The main limitation of this study was that it is still uncertain whether these findings affect the patients knee function or if those findings of widening are clinical relevant, because the clinical findings of the patients are yet not available for analysis. Most previous studies did not find any correlation between knee stability and the clinical and subjective outcomes for the patients (Table 4) [4, 9, 11, 31]. Only one study has shown a correlation between widening and knee laxity as measured by KT-1000 on the rotational stability measured by the pivot shift test, with a higher laxity in the patients that were affected of tunnel widening [10]. In a review by Saccomanno et al. [26], five Level 1 or Level 2 studies containing 317 patients were compared. They looked at the clinical and functional outcome of different fixation devices on the femoral side and concluded that the amount of tunnel widening was not found to affect the clinical results.

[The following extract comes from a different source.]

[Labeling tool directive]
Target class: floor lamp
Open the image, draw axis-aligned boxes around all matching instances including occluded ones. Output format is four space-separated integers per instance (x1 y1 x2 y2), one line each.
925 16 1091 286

Other limitations of the present study were the lack of power when looking at the difference between the SB and DB operated knees, because the study sample size only was done to detect a widening in the DB operated knees. Three other studies have looked at the difference between these two techniques [1, 11, 29]. Two of those studies had the same sample size as this study, but to ensure to not overlook any further differences between the two techniques, the groups should have been enlarged. Also, the present study’s results cannot be generalised to other DB reconstructed knees with different graft fixation techniques, other devices or settings. Suspensory devices are known to result in higher amount of tunnel widening than grafts fixated closer to the joint line. As this study has the same fixation technique in both the DB and SB groups, one would suggest that the detected differences would not be influenced, although the amount of widening could be influenced as previously described. Also, a selection and information bias might have occurred, because some of the patients did not want to participate in the study and other patients for different reasons (pain, logistical matters) were not able to obtain the CT scan during the first 2 days after surgery. Finely, no laxity tests were available for analysis at present time. It is therefore not possible to determine whether the reported significant tunnel enlargement could affect knee laxity in our cohort of patients. These results will be available after we have completed the two-year follow-up of all the participants in the trial (Clinical trials number: NCT01033188).
The clinical consequence of tunnel widening is first of all of importance in case of revision surgery. Tunnel expansion leads to bone loss close to the joint, and as a consequence to that, additional bone grafting might be necessary before the final revision can be allowed. The extent of tunnel widening is further important in ACL deficient knees reconstructed with the double-bundle technique, because the doubled set of tunnels created with this technique makes them vulnerable for further bone loss.